Eppure l’universo poetico battistiano (ma sarebbe il caso di dire mogoliano - Rapetti è anche consulente artistico dell’operazione -), nei suoi motivi fondamentali c’è. Al di là dei limitati brani proposti, traspare dalle dinamiche narrative e dai temi toccati, primo fra tutti quell’oscillare tormentato (e molto anni 70, epoca nella quale si ambienta la storia) tra i due mondi più volte evocati da Mogol-Battisti: quello hippy dell’amore libero («una terra senza serra/ dove i frutti son di tutti») e quello dell’«amor di borghesia» che t’incatena all’altro (e alla sua gelosia - «mio per sempre» -), due dimensioni lontane e incomunicabili in virtù e a cagione delle quali da un lato c’è chi afferma «voglio te una vita» e dall’altra si risponde con la considerazione che «sarei una cosa tua» (Due mondi, 1974). Tormento tutto contenuto, in forma sfumatissima, nel testo della canzone eponima:
«Non sarà
Un'avventura
Non può essere soltanto una primavera
Questo amore
Non è una stella
Che al mattino se ne va».
Si opta per la litote: invece di affermare che sarà un amore eterno si dice quello che non sarà, suggerendo, tra le righe, che potrebbe trattarsi proprio di quello: un’avventura, un fuoco che col vento può morire. E infatti, dopo aver sperimentato l’”inferno rosa” del matrimonio, in bilico tra monogamia e tentazioni adulterine («mi offri la fedeltà su un piatto decorato di mille attenzioni/ come dire "hai comprato e ora godi le tue prigioni"», Questo inferno rosa, 1973) la relazione dei due protagonisti, minata dai reciproci tradimenti («Ti stai sbagliando chi hai visto non è/ Non è Francesca/ Lei è sempre a casa che aspetta me/ Non è Francesca/ Se c'era un uomo poi, no non può essere lei»), si interrompe, con tanto di tragico incidente a seguito di folle corsa in auto «a fari spenti nella notte» (Emozioni, 1971). E via cantando o alludendo. Anche l’uso del mondo della pubblicità (irriso in Ma è un canto brasileiro, 1973) come sfondo delle vicende della parte romana del film, accenna a certe costanti poetiche del primo canzoniere battistiano: quella ecologista e anti-consumista, da un lato, e quella intima della rinuncia compromissoria alle proprie aspirazioni, dall’altro («Per una lira/ Io vendo tutti i sogni miei», Per una lira, 1969). Mentre si cita il real-maschilismo mogoliano solo per canzonarlo teneramente. A questo proposito se il manipolare strategicamente il testo di Dieci Ragazze alternando, nel cantato, anche dieci ragazzi per lei, è una concessione ai tempi incongrua (perché non di ragioneria sessuale si parlava: nell’originale il protagonista si bullava con l’unica ragazza alla quale teneva, e da cui era stato lasciato - «però io muoio per te» -), fa d’uopo ricordare, in tempi in cui si innescano scandali a orologeria per la presunta misoginia dei rapper, che c'è stata un'epoca in cui Mogol metteva in bocca a Battisti parole come «L'offerta del tuo seno/ orgoglio dell'animale sano» o inni al sessismo arcaico come quello di La canzone della terra, senza che si muovesse foglia.
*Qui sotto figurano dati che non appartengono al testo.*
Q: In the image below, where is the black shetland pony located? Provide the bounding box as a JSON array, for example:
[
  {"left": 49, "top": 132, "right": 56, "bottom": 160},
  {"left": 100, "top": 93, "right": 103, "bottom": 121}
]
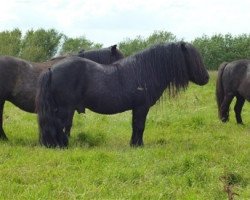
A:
[
  {"left": 216, "top": 60, "right": 250, "bottom": 124},
  {"left": 36, "top": 42, "right": 209, "bottom": 147},
  {"left": 0, "top": 45, "right": 124, "bottom": 139}
]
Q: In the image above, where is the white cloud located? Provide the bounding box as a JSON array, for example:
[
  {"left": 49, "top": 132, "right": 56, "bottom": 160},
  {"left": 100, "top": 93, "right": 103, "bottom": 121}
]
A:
[{"left": 0, "top": 0, "right": 250, "bottom": 45}]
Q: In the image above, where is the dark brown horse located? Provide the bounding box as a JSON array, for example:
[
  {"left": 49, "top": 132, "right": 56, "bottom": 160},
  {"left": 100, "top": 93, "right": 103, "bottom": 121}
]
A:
[
  {"left": 216, "top": 60, "right": 250, "bottom": 124},
  {"left": 0, "top": 45, "right": 124, "bottom": 139},
  {"left": 36, "top": 42, "right": 209, "bottom": 147}
]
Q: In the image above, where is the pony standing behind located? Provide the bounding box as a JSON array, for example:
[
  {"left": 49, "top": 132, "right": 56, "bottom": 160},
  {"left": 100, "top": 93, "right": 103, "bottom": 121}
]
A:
[
  {"left": 216, "top": 60, "right": 250, "bottom": 124},
  {"left": 36, "top": 42, "right": 209, "bottom": 147}
]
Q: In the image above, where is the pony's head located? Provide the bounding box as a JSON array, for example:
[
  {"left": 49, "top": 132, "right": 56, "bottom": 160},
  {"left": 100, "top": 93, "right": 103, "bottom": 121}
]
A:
[
  {"left": 180, "top": 42, "right": 209, "bottom": 85},
  {"left": 77, "top": 49, "right": 85, "bottom": 58}
]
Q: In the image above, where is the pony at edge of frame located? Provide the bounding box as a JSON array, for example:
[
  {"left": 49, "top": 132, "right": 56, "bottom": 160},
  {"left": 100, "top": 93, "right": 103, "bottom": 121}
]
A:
[
  {"left": 0, "top": 45, "right": 124, "bottom": 140},
  {"left": 36, "top": 42, "right": 209, "bottom": 148},
  {"left": 216, "top": 59, "right": 250, "bottom": 124}
]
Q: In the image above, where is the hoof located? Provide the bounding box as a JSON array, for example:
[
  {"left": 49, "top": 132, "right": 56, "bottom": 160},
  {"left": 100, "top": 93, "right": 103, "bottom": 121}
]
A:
[
  {"left": 0, "top": 135, "right": 8, "bottom": 141},
  {"left": 221, "top": 117, "right": 228, "bottom": 123}
]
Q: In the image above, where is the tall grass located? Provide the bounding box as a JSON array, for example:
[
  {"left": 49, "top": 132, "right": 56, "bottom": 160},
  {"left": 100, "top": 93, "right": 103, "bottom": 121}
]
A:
[{"left": 0, "top": 72, "right": 250, "bottom": 200}]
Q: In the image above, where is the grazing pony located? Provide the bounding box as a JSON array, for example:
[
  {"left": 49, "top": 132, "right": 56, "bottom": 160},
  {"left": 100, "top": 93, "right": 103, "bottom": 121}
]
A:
[
  {"left": 0, "top": 45, "right": 124, "bottom": 139},
  {"left": 36, "top": 42, "right": 209, "bottom": 147},
  {"left": 216, "top": 60, "right": 250, "bottom": 124}
]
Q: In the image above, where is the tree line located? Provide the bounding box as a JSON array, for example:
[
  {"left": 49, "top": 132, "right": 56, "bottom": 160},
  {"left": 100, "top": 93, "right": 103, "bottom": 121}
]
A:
[{"left": 0, "top": 29, "right": 250, "bottom": 70}]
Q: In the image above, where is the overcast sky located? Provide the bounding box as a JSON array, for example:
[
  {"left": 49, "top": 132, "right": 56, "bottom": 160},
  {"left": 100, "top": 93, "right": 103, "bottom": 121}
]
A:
[{"left": 0, "top": 0, "right": 250, "bottom": 46}]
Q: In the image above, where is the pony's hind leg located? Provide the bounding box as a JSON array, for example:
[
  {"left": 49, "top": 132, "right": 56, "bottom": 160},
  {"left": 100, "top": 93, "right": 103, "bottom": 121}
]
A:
[
  {"left": 0, "top": 101, "right": 8, "bottom": 140},
  {"left": 130, "top": 107, "right": 149, "bottom": 147},
  {"left": 65, "top": 110, "right": 74, "bottom": 137},
  {"left": 220, "top": 94, "right": 234, "bottom": 122},
  {"left": 234, "top": 95, "right": 245, "bottom": 124}
]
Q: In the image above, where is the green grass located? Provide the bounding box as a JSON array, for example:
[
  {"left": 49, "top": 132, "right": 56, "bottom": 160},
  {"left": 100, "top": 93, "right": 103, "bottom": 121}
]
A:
[{"left": 0, "top": 72, "right": 250, "bottom": 200}]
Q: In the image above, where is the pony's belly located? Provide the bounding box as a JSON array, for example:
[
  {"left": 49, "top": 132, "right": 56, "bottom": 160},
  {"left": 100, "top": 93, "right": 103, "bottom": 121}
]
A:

Tornando al film - che chiama in causa un coreografo valido come Luca Tommassini solo per sacrificarne il talento in quadri asfittici e senza un briciolo di inventiva -  è un peccato che la considerazione del videoclip in Italia sia minima rispetto a quella di altri Paesi (primo fra tutti la vicinissima Francia): non le si riconosce valore, autonomia, rispetto (e denaro). Perché un’operazione del genere ci flirta solo all’inizio, ma al di là del registro palese, un film del genere, che sarebbe opportuno se ne nutrisse, pare del tutto indifferente nei confronti delle sinergie che dovrebbero esistere tra una narrazione per immagini e una partitura musicale. Si prenda Il vento: vuole essere un momento visionario, ma invece di costituire un salutare (e a quel punto davvero opportuno) scatto in avanti del film si rivela l’ennesimo segmento cantato di deprimente piattezza ideativa. Peccato.